The relationship between the refresh rate and frame rates is one of many causes to why we see input lags in games. The more frames you're getting, the less likely your game will suffer from any kind of delay or latency when it comes to inputs such as button presses on a controller. However, if your monitor's refresh rate has fallen below 60 Hz then this can lead to problems with just about every aspect in gaming including things such as gameplay responsiveness and control accuracy for example - not ideal!
Can you recommend one optimization solution for FID?
All JavaScript that runs on the main thread which takes time to load and block from responding to the users are known as Long JavaScript tasks. These long JS tasks will prevent your website from responding quickly, impacting user experience in a negative way; this is why you should start finding these types of javascript scripts and reducing them for optimizing site FID score.
How to Optimize FID? Can you provide multiple solutions?

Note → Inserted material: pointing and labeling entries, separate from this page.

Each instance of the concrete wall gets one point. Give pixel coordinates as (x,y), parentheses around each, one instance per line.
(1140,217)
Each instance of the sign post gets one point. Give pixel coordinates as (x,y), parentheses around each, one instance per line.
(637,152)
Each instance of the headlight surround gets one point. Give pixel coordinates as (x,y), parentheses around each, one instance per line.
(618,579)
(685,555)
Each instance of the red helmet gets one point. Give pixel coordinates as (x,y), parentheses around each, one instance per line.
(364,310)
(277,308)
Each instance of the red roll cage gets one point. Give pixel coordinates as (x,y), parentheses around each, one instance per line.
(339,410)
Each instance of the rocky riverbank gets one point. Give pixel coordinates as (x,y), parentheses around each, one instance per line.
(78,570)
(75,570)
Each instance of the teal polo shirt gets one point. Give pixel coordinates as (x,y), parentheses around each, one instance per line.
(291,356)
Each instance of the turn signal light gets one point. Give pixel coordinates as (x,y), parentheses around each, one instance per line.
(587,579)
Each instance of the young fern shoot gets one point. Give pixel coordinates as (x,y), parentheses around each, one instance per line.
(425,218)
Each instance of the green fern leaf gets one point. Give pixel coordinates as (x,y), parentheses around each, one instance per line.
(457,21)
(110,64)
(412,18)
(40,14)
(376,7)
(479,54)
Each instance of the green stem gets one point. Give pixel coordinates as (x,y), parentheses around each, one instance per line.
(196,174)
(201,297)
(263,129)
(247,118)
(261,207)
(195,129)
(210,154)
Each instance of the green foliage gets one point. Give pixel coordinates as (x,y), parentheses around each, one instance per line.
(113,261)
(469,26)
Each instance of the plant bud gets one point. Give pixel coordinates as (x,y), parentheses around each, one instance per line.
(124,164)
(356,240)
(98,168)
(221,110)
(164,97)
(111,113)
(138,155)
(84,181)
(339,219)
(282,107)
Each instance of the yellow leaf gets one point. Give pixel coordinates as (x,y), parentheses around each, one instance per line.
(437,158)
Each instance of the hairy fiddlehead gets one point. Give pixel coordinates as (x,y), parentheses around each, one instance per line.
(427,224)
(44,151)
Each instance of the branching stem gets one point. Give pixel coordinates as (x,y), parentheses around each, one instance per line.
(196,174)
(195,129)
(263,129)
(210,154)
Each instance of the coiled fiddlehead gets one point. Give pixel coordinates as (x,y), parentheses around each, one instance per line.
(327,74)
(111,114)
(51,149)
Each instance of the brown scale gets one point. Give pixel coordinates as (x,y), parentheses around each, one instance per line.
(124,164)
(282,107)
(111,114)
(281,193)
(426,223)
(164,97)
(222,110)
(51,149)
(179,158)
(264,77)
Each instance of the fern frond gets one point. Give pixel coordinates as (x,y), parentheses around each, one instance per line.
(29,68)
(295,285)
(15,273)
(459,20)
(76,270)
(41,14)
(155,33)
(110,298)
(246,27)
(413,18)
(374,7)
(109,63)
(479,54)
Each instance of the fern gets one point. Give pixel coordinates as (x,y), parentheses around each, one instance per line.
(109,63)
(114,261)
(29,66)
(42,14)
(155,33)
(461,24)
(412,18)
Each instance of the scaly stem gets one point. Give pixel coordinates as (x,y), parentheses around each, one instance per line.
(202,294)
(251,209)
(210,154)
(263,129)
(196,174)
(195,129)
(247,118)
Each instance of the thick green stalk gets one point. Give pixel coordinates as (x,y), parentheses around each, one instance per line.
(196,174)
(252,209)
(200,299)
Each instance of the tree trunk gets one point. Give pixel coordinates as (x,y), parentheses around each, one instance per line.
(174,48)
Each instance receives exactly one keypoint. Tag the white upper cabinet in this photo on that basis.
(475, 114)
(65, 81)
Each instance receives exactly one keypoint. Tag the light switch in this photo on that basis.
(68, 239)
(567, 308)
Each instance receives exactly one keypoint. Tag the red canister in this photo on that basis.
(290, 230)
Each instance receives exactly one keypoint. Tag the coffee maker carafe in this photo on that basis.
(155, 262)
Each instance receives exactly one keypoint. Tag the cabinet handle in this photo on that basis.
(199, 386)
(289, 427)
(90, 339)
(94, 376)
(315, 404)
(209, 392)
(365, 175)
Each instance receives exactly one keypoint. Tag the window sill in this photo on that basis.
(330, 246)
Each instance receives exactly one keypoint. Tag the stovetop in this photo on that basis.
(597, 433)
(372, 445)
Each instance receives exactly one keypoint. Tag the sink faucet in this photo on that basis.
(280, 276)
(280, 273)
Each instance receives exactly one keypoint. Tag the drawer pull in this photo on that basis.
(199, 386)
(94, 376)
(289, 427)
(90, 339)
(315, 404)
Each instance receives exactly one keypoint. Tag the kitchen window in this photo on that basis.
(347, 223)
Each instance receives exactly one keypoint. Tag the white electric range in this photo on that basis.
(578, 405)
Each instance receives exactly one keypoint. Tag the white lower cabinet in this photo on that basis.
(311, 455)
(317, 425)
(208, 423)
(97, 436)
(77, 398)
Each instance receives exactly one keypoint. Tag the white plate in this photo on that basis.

The FID of a site is important to maintain. To do this, make sure that the website is optimized and has Google's New Ranking Signals in 2021. It can be done by reducing long tasks scripts; removing unused javascript files from DOM cache for faster loading time; minifying JavaScript code before executing it at runtime so its size will not increase as more codes are being executed or when caches refresh compressing requested assets found on server with Gzip compression which reduces HTTP requests made to web servers thus increasing speed while using less bandwidth.